Armand Mattelart: "Kultur und Globalisierung"

Marktmacht gegen Vielfalt


Globus Kultur

Zwei Begriffe, die sich mit etwas Skepsis und sensitiver Polemik betrachtet doch nur zu widersprechen scheinen, werden hier im Titel zusammengebracht, um die 'Marktmacht gegen Vielfalt' (Untertitel) als Untersuchungsprojekt zu offerieren. Es geht tatsächlich um die letzte Frage der Menschheit: wieviel Kultur können wir uns noch bewahren in diesem Taumel der globalen Rentabilität?! Sind wir Menschen nur noch Produktanhängsel - oder könnte sich Kultur doch noch dermaleinst gegenüber Konsum und Kapital behaupten?! Im vorliegenden (aus dem Französischen von Bodo Schulze übersetzten) Buch beschäftigt sich der zu den international bekanntesten Kommunikationswissenschaftlern zählende Prof. Mattelart mit einem doppelten Problem: der Gefährdung von Kultur durch die Globalisierung allgemein und mit der Schwierigkeit der Definition eines weltweiten Kulturbegriffs jenseits bildungsbürgerlich-kolonialen Denkens.
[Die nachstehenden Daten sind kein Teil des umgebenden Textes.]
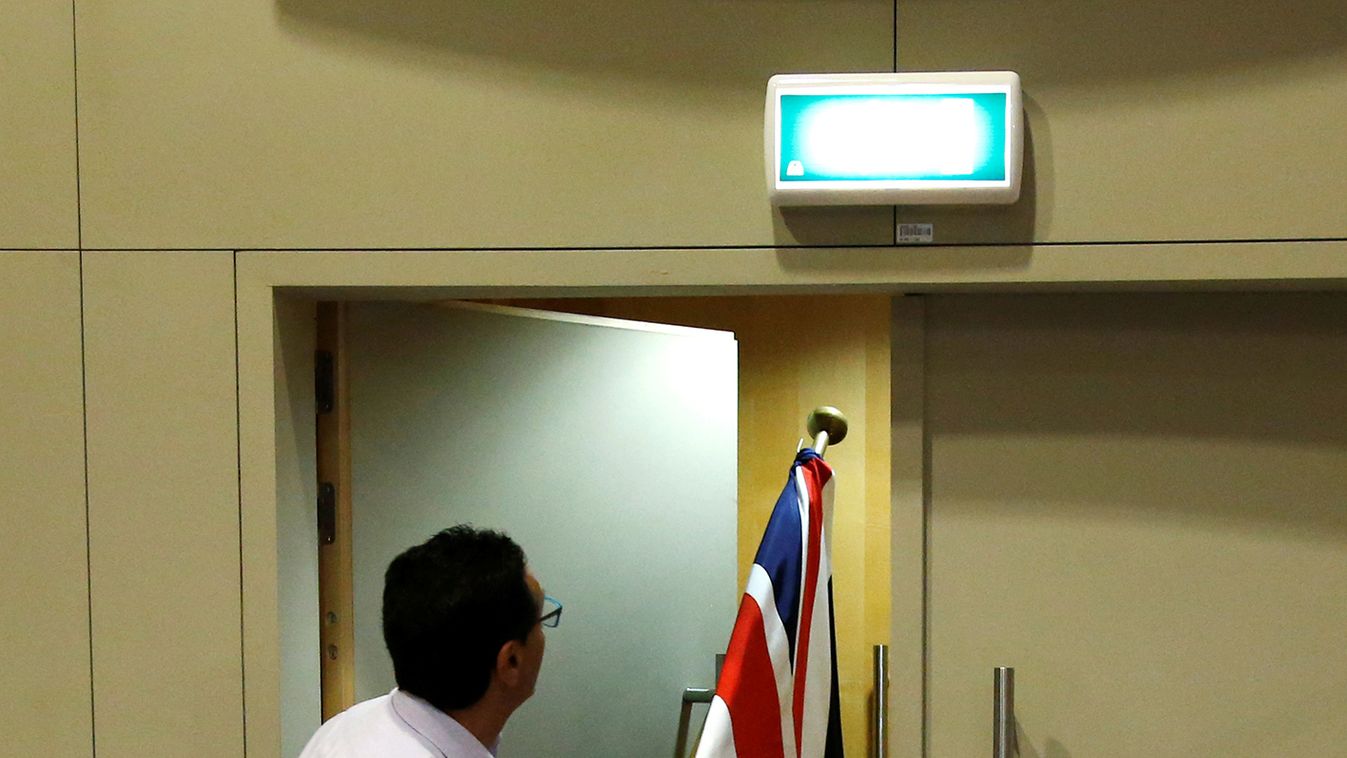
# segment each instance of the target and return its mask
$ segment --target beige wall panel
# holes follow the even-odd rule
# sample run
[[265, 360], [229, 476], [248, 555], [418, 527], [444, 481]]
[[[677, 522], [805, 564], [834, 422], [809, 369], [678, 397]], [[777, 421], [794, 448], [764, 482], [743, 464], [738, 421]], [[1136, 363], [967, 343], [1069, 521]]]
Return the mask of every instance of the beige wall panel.
[[887, 0], [89, 0], [92, 247], [891, 242], [774, 213], [767, 78], [888, 70]]
[[1347, 298], [930, 298], [930, 755], [1338, 755]]
[[[923, 758], [926, 675], [926, 298], [894, 298], [888, 408], [888, 755]], [[874, 527], [885, 523], [876, 520]]]
[[78, 253], [0, 252], [0, 735], [92, 756]]
[[1340, 0], [903, 0], [906, 70], [1012, 69], [1014, 206], [900, 209], [937, 242], [1347, 236]]
[[[276, 486], [277, 609], [280, 613], [280, 697], [285, 703], [281, 744], [285, 756], [297, 756], [322, 718], [322, 664], [318, 525], [318, 450], [314, 423], [314, 351], [317, 307], [311, 300], [278, 298], [276, 334], [277, 459], [293, 462], [278, 469]], [[340, 378], [338, 379], [340, 381]], [[340, 386], [340, 385], [338, 385]], [[336, 482], [339, 486], [342, 482]], [[339, 492], [341, 490], [338, 490]], [[346, 487], [349, 492], [349, 486]], [[350, 538], [346, 538], [349, 545]], [[350, 564], [345, 586], [350, 588]], [[348, 606], [349, 607], [349, 603]], [[351, 645], [354, 649], [354, 645]], [[348, 655], [349, 660], [352, 656]], [[350, 677], [351, 690], [355, 677]], [[353, 701], [349, 701], [353, 704]]]
[[[238, 257], [240, 429], [243, 435], [245, 650], [248, 665], [248, 754], [279, 755], [280, 622], [277, 612], [278, 484], [301, 461], [278, 460], [277, 347], [274, 288], [314, 297], [522, 297], [595, 294], [837, 293], [970, 286], [1025, 289], [1341, 287], [1347, 281], [1343, 243], [1288, 245], [1110, 245], [812, 250], [625, 250], [452, 252], [245, 252]], [[1238, 265], [1232, 265], [1232, 261]], [[821, 312], [817, 297], [800, 301], [796, 318]], [[800, 314], [804, 314], [803, 316]], [[825, 313], [826, 315], [826, 313]], [[722, 327], [724, 328], [724, 327]], [[907, 344], [909, 335], [903, 344]], [[905, 371], [911, 372], [911, 367]], [[904, 387], [911, 386], [906, 376]], [[741, 407], [742, 404], [741, 404]], [[908, 409], [909, 411], [911, 409]], [[893, 437], [910, 451], [919, 417], [903, 417]], [[875, 423], [871, 421], [870, 423]], [[887, 424], [884, 420], [879, 423]], [[786, 434], [798, 435], [800, 420]], [[774, 435], [775, 432], [772, 432]], [[741, 436], [744, 439], [745, 436]], [[769, 435], [769, 438], [774, 438]], [[869, 435], [866, 436], [869, 438]], [[849, 444], [849, 443], [848, 443]], [[841, 448], [839, 447], [839, 450]], [[884, 453], [887, 457], [887, 452]], [[770, 486], [779, 486], [773, 462]], [[895, 465], [910, 500], [910, 466]], [[741, 484], [741, 490], [747, 491]], [[871, 488], [867, 486], [867, 491]], [[903, 514], [911, 524], [912, 514]], [[761, 528], [761, 524], [758, 525]], [[895, 539], [900, 551], [910, 535]], [[895, 554], [909, 586], [910, 555]], [[895, 613], [910, 608], [895, 596]], [[895, 625], [897, 626], [897, 625]], [[867, 641], [868, 642], [868, 641]], [[898, 640], [895, 639], [895, 642]], [[909, 645], [910, 639], [902, 644]], [[906, 660], [906, 658], [904, 659]], [[895, 659], [895, 666], [899, 661]], [[911, 670], [910, 663], [904, 663]], [[895, 676], [898, 669], [895, 668]], [[910, 719], [909, 719], [910, 720]]]
[[[288, 634], [280, 616], [280, 511], [286, 482], [304, 475], [308, 456], [278, 440], [290, 422], [283, 409], [290, 339], [303, 334], [277, 307], [274, 290], [255, 265], [238, 256], [235, 287], [239, 356], [239, 529], [243, 560], [244, 708], [249, 714], [245, 753], [249, 758], [281, 758], [281, 648]], [[290, 406], [293, 408], [293, 406]], [[288, 727], [287, 727], [288, 728]], [[289, 758], [289, 756], [286, 756]]]
[[[1347, 241], [791, 250], [243, 252], [259, 283], [329, 297], [1341, 289]], [[323, 288], [323, 289], [317, 289]], [[242, 310], [240, 310], [242, 313]]]
[[79, 245], [69, 0], [6, 3], [0, 23], [0, 247]]
[[243, 753], [233, 256], [86, 253], [99, 758]]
Niveau kämpft gegen Nivellierung, Zivilisation kämpft gegen Vereinheitlichung, Institutionalisierung gegen Universalisierung, Vielfalt gegen Kulturrelativismus. Das Thema ist dermaßen komplex und heikel, dass man sich neben der ökonomischen, militärischen und religiösen Problematik nichts Sensibleres oder Peinlicheres vorstellen kann. Eine weltumfassende Kultur bzw. Kultiviertheit wäre eigentlich der zuverlässigste und vielversprechendste Friedensgarant. Mattelart geht es um die "Anerkennung kultureller Vielfalt als Grundlage von Demokratie." Seit Goethe, den Romantikern und Marx glaubt man an die Idee einer "Weltliteratur" - welche bis heute seltsam kontrastiert zum Begriff der Massenkultur. Es geht dabei historisch um die Kolonialisierung der Welt durch europäische bzw. us-amerikanische "Zivilisation" und die Frage kultureller Identität betroffener Nationen. Der Film spielte eine wesentliche Rolle bei der "Amerikanisierung" der Welt, es entstand die "Kulturindustrie" - unterschiedliche Kulturbegriffe versuchten sich zu behaupten zwischen Traditionalismus und Kommunikationsschematismus.
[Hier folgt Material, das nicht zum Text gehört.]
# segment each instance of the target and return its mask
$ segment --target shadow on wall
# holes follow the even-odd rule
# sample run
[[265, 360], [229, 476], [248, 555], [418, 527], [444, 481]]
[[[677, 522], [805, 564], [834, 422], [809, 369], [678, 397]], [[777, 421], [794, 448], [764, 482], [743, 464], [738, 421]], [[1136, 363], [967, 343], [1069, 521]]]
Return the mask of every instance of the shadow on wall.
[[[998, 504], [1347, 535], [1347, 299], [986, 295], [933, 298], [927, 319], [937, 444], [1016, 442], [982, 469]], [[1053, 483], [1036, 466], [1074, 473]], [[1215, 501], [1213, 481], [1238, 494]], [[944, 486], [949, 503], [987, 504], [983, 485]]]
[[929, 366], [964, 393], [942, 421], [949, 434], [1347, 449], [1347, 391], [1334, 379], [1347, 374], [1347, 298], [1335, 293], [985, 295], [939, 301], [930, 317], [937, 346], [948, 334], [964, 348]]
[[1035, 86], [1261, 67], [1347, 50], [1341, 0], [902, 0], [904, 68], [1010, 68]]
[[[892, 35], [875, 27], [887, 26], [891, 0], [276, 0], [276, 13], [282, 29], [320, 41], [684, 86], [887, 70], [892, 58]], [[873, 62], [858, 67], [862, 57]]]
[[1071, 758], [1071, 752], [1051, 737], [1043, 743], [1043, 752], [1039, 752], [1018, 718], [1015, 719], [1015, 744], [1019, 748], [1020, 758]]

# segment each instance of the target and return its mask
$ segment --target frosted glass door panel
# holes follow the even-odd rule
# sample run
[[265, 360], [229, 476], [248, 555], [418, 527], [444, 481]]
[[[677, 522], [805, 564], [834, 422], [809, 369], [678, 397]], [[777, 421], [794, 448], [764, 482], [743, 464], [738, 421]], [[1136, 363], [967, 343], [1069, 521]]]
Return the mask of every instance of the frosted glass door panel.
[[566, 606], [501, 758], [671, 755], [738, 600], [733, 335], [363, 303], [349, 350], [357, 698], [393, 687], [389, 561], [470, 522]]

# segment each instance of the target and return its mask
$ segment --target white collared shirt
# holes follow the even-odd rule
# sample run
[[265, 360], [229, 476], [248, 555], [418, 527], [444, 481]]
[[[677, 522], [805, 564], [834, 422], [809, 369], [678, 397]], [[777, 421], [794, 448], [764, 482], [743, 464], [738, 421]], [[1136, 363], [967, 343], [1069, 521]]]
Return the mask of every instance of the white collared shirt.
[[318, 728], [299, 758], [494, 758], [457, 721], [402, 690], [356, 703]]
Adorno und Horkheimer sahen in der Standardisierung, Serienfertigung und Arbeitsteilung die Auflösung dessen, was einst Kultur war. Kunst hatte sich plötzlich zu behaupten in einem Umfeld von Information, Propaganda und Kommunikation. Im Rahmen einer funktionalistischen Weltsicht praktizierten die westlichen Nationen faktisch einen Kulturimperialismus nach innen und nach außen. Andererseits kommt es nun zusehends zu einer Verflechtung der Kulturen - was ebenso die Identität einzelner Kulturen gefährdet - es entwickelt sich ein internationaler Lebensstil im Klima einer weltweiten Mediengesellschaft. Und so erwächst heute die Gefahr eines "Kulturrelativismus" - wobei Kultur auch nur noch als Begleiterscheinung bei der Schaffung eines "großen Einheitsmarkts" fungiert.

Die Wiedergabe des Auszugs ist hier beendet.